There’s no shame in the word programmer and there was no need to culturally appropriate the word engineer from another profession. Bring back the word programmer.
More and more I think the word programmer has come to mean nothing and will continue to lose meaning. More and more people need to program for their work and would not call themselves “programmers” (Scientists, Marketers/DevRel, other Engineering fields, Support, Ops, etc).
BTW, there are people who definitely “Engineer” software they are rare, but they exist, especially at the FAANGs. There are lots of people who have the word “Engineer” in their title that shouldn’t, a fine alternative is “Developer”.

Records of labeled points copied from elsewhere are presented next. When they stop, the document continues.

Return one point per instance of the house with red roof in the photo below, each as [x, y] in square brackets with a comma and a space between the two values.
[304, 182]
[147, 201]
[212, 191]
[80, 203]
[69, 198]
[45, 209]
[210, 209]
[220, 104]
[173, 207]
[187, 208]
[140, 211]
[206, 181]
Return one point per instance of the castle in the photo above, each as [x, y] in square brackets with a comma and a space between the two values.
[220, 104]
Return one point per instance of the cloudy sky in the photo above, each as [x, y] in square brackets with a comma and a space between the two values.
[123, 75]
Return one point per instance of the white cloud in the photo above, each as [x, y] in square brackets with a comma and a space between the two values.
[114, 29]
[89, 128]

What’s the difference? A developer is implementing a known solution in a specific domain. An engineer is dealing with a significantly unique problem space that has only been addressed by theory, if that. Engineers spend a lot less time programming than Developers do, because their primary occupation is solving tough problems with their colleagues through documentation, RFCs, etc. They often are not the ones who even implement their own ideas. Wait, isn’t that a Software Architect? No. Software Architects plan and documents in known solution space, they aren’t solving unknown problems.
Most people that I’ve worked with in Software have never worked with a Software Engineer before.

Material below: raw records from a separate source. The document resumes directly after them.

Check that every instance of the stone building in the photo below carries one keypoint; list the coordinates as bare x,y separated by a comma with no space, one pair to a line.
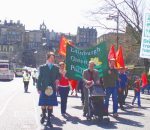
130,48
11,40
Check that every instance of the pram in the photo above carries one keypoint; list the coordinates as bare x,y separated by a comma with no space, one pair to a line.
96,109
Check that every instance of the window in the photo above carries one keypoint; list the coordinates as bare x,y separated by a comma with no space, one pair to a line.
11,49
5,48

"Engineers spend a lot less time programming than Developers do, because their primary occupation is solving tough problems with their colleagues through documentation, RFCs, etc."

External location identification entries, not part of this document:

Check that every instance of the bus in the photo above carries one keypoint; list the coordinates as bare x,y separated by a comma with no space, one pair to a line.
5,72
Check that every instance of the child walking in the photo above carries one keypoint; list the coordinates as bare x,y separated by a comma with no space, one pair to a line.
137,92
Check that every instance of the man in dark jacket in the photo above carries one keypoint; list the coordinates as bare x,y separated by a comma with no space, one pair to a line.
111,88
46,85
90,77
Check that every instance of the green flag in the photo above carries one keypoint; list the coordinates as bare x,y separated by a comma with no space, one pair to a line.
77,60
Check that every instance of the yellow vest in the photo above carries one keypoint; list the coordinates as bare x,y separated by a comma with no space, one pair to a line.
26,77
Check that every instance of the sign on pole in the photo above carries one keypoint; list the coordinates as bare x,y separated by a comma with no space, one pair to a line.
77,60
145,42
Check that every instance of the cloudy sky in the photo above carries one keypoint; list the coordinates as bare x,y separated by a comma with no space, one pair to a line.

Sorry but 100 times no. Engineering is about understanding and using the laws of nature in scientific terms (mathematics). Strength of materials, thermodynamics, hydraulics, that's the stuff engineers study and do.
Yeah, sorry I omitted what you just said, but computer science is a theory driven branch (of mathematics?) that can be incredibly difficult to implement as much as other engineering fields struggle to implement new theory breakthroughs in other branches of science.
I am doing exactly what you describe as a "Software Engineer", but I would still call myself a Software Developer. Why? Because I don't think your definition is widely accepted like that. I especially think that because the law in my country disagrees.
For me to call myself an engineer legaly I have to have an Engineering degree. I don't have one, so I will not call myself that.
I am a Software Developer. I do the exact same things as the Software Engineer sitting in front of me. We work on the same type of problems in the same Avionic Project. The difference is that he has a PhD and I dont.
>An engineer is dealing with a significantly unique problem space that has only been addressed by theory, if that.
This is a very high standard for defining engineer and I'd guess most practicing engineers don't meet it. Sure, there's people bridging the gap between theory and practice, but most engineering effort goes into applying the same well-understood theory and practice to slightly different situations. I'd posit that your definition of software engineer is closer to what most people would call a research scientist.
To laypeople (like management), 'programmer' means 'a technical person who (for a living) tells computers what to do'. Terms like 'developer' or 'software engineer' are unfamiliar.